Under state law, if the Legislature adopts a new Coastal Management program that is “substantially similar” to the initiative, the initiative would be pulled from the ballot.

If no similar program is created, the initiative would go before voters in either the primary or general election this year, depending upon the Legislature’s adjournment date.

Rep. Bob Herron, D-Bethel, is a Coastal Management supporter, but said despite the ease with which qualifying signatures were gathered, an election campaign poses risks.

“I’d say the people who are against it will carpet bomb the airwaves,” he said.

The initiative measure contains some provisions that weren’t in the existing Coastal Management program before it ended last June. Those changes make the initiative more like it was historically, before Gov. Frank Murkowski got the Legislature to change it to limit local influence.

One of the initiative’s provisions is the creation of a Coastal Policy Board, made of 13 representatives of local governments and the governor.

Another is inclusion of Department of Environmental Conservation permits under Coastal Management, repealing the so-called “DEC carve-out” that was in the recent version of the program.

Botelho said it is possible a Coastal Management program that didn’t have either of those elements might still be legally considered “substantially similar.”

Rep.
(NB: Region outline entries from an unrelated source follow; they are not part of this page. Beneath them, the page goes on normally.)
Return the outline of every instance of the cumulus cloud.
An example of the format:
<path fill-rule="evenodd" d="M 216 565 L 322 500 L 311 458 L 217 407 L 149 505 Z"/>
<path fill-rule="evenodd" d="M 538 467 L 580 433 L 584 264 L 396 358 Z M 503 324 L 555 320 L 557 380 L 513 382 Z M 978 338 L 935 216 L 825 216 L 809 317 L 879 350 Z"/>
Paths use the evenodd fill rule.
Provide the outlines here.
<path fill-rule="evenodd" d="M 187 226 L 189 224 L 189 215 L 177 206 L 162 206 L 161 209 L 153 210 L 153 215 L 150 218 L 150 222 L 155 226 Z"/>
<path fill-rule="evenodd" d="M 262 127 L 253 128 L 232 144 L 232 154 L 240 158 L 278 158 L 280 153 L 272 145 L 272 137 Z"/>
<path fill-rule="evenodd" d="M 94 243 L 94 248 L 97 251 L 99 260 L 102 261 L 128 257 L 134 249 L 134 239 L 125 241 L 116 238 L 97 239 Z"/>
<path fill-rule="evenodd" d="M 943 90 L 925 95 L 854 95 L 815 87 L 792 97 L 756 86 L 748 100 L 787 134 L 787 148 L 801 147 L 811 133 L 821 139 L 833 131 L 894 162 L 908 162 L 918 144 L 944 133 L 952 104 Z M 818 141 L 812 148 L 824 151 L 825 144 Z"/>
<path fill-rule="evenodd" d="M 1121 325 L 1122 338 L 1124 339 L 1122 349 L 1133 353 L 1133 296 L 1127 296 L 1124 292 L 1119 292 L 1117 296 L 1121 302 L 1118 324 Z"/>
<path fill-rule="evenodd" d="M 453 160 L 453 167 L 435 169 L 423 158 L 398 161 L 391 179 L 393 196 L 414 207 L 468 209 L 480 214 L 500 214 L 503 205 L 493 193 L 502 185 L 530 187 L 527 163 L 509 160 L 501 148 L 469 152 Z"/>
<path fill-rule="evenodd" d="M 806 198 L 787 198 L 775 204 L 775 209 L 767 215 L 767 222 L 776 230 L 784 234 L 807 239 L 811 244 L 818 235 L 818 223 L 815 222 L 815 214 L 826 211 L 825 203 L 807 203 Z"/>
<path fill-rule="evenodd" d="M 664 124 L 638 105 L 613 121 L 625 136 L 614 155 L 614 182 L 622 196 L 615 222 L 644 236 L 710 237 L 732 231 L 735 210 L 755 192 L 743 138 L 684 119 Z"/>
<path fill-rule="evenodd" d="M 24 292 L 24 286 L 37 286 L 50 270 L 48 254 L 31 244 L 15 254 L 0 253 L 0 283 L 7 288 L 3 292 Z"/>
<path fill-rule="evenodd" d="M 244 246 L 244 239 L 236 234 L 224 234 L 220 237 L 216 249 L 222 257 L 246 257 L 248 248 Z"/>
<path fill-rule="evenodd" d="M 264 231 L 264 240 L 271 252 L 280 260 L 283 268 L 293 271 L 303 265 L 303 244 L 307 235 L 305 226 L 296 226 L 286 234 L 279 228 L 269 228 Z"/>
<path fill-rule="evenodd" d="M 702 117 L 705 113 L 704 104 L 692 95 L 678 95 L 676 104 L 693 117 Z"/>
Eric Feige, R-Chickaloon, asked Botelho why they rolled the back to a Coastal Management program from several years ago if they were looking to get a new program established, and why didn’t they just adopt the language of the Coastal Management renewal bill that passed the House of Representatives last year by a vote of 40-0?
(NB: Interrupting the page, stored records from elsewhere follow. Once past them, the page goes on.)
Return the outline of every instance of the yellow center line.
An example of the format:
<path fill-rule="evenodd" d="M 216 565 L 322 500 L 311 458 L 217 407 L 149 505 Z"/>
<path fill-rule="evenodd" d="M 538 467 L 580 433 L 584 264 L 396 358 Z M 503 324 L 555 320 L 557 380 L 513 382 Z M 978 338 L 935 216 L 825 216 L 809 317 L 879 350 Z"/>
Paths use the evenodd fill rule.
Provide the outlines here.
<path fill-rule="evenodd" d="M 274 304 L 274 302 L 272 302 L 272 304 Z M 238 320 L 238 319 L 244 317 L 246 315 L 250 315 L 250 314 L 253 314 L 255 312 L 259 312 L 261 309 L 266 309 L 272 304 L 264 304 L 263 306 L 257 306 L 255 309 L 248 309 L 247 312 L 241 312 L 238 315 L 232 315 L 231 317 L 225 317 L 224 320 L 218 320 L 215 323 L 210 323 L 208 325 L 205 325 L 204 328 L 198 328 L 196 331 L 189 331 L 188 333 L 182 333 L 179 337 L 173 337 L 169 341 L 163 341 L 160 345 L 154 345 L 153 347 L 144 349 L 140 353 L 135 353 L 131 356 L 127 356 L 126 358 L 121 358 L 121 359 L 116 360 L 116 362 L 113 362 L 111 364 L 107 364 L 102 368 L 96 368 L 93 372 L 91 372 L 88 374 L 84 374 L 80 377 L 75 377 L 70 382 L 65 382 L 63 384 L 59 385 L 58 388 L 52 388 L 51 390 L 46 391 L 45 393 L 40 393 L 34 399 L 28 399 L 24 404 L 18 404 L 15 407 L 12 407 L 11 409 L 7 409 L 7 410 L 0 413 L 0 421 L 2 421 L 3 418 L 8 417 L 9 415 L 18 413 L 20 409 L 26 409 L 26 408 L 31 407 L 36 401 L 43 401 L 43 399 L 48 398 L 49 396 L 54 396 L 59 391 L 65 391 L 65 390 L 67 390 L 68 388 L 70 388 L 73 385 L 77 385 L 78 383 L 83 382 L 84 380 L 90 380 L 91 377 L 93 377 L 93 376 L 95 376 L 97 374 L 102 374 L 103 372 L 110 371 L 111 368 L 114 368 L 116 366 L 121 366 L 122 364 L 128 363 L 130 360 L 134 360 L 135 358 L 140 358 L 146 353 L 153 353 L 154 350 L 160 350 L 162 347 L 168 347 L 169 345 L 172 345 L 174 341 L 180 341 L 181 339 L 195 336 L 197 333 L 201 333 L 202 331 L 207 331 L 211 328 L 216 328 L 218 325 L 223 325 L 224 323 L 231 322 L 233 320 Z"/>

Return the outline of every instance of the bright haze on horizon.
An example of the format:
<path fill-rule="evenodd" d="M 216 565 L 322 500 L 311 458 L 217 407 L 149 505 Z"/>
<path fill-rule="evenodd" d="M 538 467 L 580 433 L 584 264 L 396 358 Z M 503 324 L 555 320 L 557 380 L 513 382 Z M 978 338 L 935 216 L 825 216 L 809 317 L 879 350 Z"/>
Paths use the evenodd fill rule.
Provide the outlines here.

“It obviously had broad support,” Feige said.

Botelho, also Juneau’s mayor, said the goal was to give local communities more of a role in shaping coastal policies.
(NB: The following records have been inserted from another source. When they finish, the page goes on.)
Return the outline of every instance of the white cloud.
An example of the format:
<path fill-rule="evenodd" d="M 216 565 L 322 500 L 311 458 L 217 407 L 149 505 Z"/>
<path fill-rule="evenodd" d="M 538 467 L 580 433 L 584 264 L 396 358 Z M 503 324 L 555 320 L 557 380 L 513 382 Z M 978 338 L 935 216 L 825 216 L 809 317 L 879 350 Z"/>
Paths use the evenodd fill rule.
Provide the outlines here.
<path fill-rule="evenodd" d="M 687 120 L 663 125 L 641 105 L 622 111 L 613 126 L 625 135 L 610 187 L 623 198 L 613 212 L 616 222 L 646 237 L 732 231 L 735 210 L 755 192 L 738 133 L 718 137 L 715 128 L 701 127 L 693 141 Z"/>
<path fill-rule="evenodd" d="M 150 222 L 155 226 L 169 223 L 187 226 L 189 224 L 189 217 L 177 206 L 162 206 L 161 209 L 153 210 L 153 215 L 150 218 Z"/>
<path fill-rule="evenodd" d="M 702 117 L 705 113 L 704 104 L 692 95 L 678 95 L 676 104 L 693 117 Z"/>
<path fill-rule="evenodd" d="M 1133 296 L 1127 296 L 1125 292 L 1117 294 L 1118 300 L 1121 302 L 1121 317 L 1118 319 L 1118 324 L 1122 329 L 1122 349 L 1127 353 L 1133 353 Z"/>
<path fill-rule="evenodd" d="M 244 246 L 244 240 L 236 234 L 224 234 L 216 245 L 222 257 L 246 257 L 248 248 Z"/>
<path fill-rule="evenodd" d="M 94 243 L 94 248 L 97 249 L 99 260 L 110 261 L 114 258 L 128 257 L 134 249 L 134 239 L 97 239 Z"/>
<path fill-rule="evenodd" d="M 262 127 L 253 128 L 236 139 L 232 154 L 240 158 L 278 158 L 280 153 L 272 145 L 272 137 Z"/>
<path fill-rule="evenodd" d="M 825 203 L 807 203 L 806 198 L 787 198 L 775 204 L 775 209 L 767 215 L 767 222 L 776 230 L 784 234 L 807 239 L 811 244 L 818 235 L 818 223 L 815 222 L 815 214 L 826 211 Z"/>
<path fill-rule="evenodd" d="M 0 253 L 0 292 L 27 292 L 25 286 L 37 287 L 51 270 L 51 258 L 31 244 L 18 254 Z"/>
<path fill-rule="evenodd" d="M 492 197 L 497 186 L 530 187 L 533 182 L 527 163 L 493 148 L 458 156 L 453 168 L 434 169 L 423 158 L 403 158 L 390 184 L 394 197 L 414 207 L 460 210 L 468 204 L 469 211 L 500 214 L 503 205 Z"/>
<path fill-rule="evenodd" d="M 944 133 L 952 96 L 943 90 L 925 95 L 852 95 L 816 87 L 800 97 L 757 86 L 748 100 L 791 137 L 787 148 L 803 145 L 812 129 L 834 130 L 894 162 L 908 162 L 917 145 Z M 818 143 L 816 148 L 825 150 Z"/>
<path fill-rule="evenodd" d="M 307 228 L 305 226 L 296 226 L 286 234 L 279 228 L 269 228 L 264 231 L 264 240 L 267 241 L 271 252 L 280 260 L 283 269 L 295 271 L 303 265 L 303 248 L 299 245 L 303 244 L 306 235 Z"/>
“In our view we were rolling it forward,” he said.

The bill that passed the House last year changed in the Senate and in a conference committee.

That conference committee bill was rejected by the Republican-led House in a vote largely along party lines in a special session, and then the leadership adjourned the House preventing a further vote.

Botelho said that bill was likely not substantially similar, but the best thing for the Legislature to do was to create the best program it could, without regard for the initiative.

Legislative attorney Alpheus Bullard told the committee there was little case law on the “substantially similar” question, and the two Alaska Supreme Court cases that addressed it didn’t do so directly.

Still, he said they suggested the Legislature had fairly wide latitude in adopting its own bill.

“My suspicion is that if the Legislature passed a bill that didn’t have quite the same extent of local control and participation countenances in the initiative it would be found the same, but it’s just impossible to say that with any certainty,” Bullard said.

It may never come to that at all. Gov. Sean Parnell has said he’d prefer the voters decide the issue, though he has not threatened a veto.

Sen. John Coghill, R-North Pole, said he doubts a complicated and controversial question such as creation of a Coastal Management program can make it through the Resource and Finance committees in the month of session remaining.

“My guess is they’ll be preoccupied with oil issues, he said, listing progressivity, decoupling, separate accounting and tax credits as issues that will compete for committee time.